3D Printing Radford prints parts for the retro-Lotus sports car
3D printing company Stratasys has partnered with Radford, a global luxury automotive brand, to create over 500 3D-printed parts for the launch of the Lotus Type 62-2 coachbuilt as shown in the Discovery+ documentary, Radford Returns.
Radford Returns, now available for streaming on Discovery+, tells the story of the revival of the art of coachbuilding using technology for the 21st century. The show features car builder and host Ant Anstead and former Formula One champion racecar driver Jenson Button and documents the build of the retro-modern Lotus Type 62-2 supercar. It’s a perfect set-up for cutting edge uses of 3D printing. Viewers get an inside look at the process from designing to prototyping, tooling, and finally producing production parts utilizing Stratasys FDM, Polyjet, and stereolithography 3D printing technologies.
“Stratasys’ 3D printing technology gave us the design freedom and ability to easily create customized, one-off pieces and parts for these two prototype vehicles. It gave us the ability to fully embrace customized coachbuilding but with updated processes using 21st century technologies,” said host Ant Anstead.
To produce the first two cars, over 500 parts were 3D-printed at the Radford Studio, automotive design and engineering firm Aria Group, and Stratasys Direct Manufacturing. Using Stratasys’ Grab CAD Shop workflow software, the Radford team scheduled and tracked their 3D prints across five global locations, using a fleet of up to 20 different Stratasys 3D printers at one time — a true demonstration of distributed manufacturing. The array of Stratasys printers included the F900, F770, Fortus 450mc, F370 and J55 3D printers, each used to achieve different desired outcomes for each part.
“By integrating 3D printing technology into their shop, Radford has been able to bring 1960’s-style supercar automaking into the 21st century with the high-end, hyper-customized style and features that their customers expect in a vehicle of this caliber,” said Pat Carey, Senior Vice President, Strategic Growth for Stratasys. “It’s an extreme example of something we see every day in the auto industry. Everyone making investments in new vehicles wants a deeper level of customization and 3D printing is helping make it possible.”

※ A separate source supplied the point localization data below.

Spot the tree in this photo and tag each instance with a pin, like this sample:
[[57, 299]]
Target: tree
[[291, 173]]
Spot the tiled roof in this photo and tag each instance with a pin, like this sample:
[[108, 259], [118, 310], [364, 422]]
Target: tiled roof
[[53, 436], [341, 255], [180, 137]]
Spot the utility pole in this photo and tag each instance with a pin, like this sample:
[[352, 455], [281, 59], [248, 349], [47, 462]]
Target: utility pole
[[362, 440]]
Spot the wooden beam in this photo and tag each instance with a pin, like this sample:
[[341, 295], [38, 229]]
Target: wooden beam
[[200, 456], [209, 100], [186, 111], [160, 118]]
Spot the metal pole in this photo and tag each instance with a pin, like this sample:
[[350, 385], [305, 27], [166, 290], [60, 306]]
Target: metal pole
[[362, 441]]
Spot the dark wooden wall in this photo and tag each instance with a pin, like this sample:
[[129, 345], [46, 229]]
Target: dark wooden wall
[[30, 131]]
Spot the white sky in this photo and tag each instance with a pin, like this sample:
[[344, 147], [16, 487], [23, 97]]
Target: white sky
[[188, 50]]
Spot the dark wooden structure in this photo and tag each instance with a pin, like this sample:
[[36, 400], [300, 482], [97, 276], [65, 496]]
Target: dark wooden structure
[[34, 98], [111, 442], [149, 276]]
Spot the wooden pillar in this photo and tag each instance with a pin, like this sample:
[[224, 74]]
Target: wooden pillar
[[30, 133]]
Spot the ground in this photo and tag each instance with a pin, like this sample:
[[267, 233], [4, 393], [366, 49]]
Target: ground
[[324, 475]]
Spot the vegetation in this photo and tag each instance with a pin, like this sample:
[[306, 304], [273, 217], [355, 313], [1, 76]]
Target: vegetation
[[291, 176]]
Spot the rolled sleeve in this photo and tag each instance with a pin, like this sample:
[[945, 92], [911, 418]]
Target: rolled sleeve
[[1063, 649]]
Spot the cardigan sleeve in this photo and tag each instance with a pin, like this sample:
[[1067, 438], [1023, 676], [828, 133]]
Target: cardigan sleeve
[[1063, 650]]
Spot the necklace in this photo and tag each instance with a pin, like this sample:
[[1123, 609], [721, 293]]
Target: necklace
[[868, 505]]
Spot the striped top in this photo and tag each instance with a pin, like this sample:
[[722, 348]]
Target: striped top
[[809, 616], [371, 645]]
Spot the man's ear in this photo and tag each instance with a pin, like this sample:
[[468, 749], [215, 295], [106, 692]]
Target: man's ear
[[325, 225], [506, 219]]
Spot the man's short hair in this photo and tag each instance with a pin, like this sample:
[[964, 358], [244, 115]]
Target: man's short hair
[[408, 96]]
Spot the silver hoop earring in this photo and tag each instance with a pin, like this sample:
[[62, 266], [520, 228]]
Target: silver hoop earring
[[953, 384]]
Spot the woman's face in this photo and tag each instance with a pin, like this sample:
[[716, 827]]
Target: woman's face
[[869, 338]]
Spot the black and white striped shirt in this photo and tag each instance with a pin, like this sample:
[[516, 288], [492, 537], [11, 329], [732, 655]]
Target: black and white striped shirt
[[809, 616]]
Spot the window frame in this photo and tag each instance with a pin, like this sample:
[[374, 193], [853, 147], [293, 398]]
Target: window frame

By utilising various 3D printers and technologies, the team was able to produce parts like a large solid composite firewall sandwich core, printed in two halves on the Stratasys F900 printer in Ultem 1010 resin. The part was bonded together into a single piece and then wrapped with carbon fiber without the use of a layup tool. The design of the firewall included complex mounting features for interior speakers, a fuel filler mount, and the luggage compartment. Additionally, many exterior items like side mirror housings, radiator ducts and body vents were printed in FDM Nylon 12 Carbon Fiber and ASA materials. Numerous mounting brackets throughout the car were printed in FDM Nylon 12 CF due to many factors including strength requirements, the aggressive project schedule and complete design freedom.